The adjournment came due to the absence of the presiding judge, Justice Mohammed Umar, who was reported to be sitting at the Enugu division of the court.
The case, which was listed as number 11 on Wednesday’s cause list, was therefore rescheduled for November 5 for the hearing of the motion on notice.
The News Agency of Nigeria (NAN) reports that Justice Umar had earlier fixed October 20 for the respondents in the police’s ex parte motion to show cause why the interim order issued by the court against the protesters should be lifted.

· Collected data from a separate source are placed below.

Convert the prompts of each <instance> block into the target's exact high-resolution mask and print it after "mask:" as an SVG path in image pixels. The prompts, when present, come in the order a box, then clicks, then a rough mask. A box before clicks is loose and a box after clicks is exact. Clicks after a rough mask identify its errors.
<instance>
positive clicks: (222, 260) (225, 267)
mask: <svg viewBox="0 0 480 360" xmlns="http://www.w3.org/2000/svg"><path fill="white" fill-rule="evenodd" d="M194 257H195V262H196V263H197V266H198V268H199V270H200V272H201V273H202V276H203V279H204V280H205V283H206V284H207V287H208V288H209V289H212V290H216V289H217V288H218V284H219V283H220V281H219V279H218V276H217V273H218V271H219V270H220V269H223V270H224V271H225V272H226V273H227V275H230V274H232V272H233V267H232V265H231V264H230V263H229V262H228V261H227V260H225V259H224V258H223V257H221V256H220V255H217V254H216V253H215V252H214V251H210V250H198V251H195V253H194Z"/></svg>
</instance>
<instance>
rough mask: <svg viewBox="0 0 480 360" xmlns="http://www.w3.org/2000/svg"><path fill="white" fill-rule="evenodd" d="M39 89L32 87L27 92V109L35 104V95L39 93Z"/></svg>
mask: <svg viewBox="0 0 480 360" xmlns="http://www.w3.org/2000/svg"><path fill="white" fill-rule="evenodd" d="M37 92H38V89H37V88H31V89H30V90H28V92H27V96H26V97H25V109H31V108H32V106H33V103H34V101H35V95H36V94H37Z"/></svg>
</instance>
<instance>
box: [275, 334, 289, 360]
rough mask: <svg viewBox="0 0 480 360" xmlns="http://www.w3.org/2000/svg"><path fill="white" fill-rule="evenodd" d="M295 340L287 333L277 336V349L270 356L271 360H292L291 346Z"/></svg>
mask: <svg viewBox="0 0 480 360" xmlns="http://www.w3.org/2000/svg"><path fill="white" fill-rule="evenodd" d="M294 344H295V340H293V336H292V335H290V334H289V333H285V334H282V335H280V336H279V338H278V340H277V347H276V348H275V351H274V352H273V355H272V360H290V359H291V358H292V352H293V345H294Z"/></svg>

However, the hearing could not proceed on October 20 because the protest took place that same day, disrupting activities at the Federal High Court in Abuja.
The judge had granted an interim order sought by the police, prohibiting Sowore and others from holding demonstrations demanding the release of Nnamdi Kanu in certain sensitive areas within Abuja.

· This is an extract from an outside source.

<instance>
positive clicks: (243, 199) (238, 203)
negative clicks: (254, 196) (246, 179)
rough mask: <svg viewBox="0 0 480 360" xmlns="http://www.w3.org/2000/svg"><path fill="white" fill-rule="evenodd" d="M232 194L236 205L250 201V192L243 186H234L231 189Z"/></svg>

Justice Umar restricted the protesters from marching near Aso Rock Villa, the National Assembly, the Force Headquarters, the Court of Appeal, Eagle Square, and Shehu Shagari Way until the motion on notice is heard.
The judge also issued an order for the “abridgement of time within which the respondents will respond to the application on notice to cause the ex parte order to be set aside on Monday, the 20th of October, 2025 at 9.00am,” before adjourning the matter to October 20 for the hearing of the motion on notice.
This order followed the ex parte application moved by police counsel Wisdom Madaki on behalf of the Federal Republic of Nigeria (FRN) on October 17.
In the ex parte motion marked FHC/ABJ/CS/2202/2025, the Police Force sued Sowore, Sahara Reporters Ltd, and Sahara Reporters’ Media Foundation as the 1st to 3rd respondents.
The force also included the Take It Back Movement (TIB), the Transformation of Nigeria or Any Form of Organisation or Any Other Person(s) Acting Either Express or Implied Instruction or Any Other Organisation or Group With the Like Intention, and Unknown Persons as the 4th and 5th respondents respectively.
In an affidavit supporting the ex parte motion, sworn by Bassey Ibithan, a police officer attached to the Directorate of Legal Services at the Force Headquarters in Abuja, the officer stated that if the application was not granted, the protest might pose a threat to national security.
Sowore, the publisher of Sahara Reporters, had planned to lead the protest to demand the release of Nnamdi Kanu, the detained leader of the proscribed Indigenous People of Biafra (IPOB).
Sowore, who also contested as the presidential candidate of the African Action Congress (AAC) in the 2019 and 2023 elections, had mobilised for what he described as a planned peaceful protest against Kanu’s detention on October 20.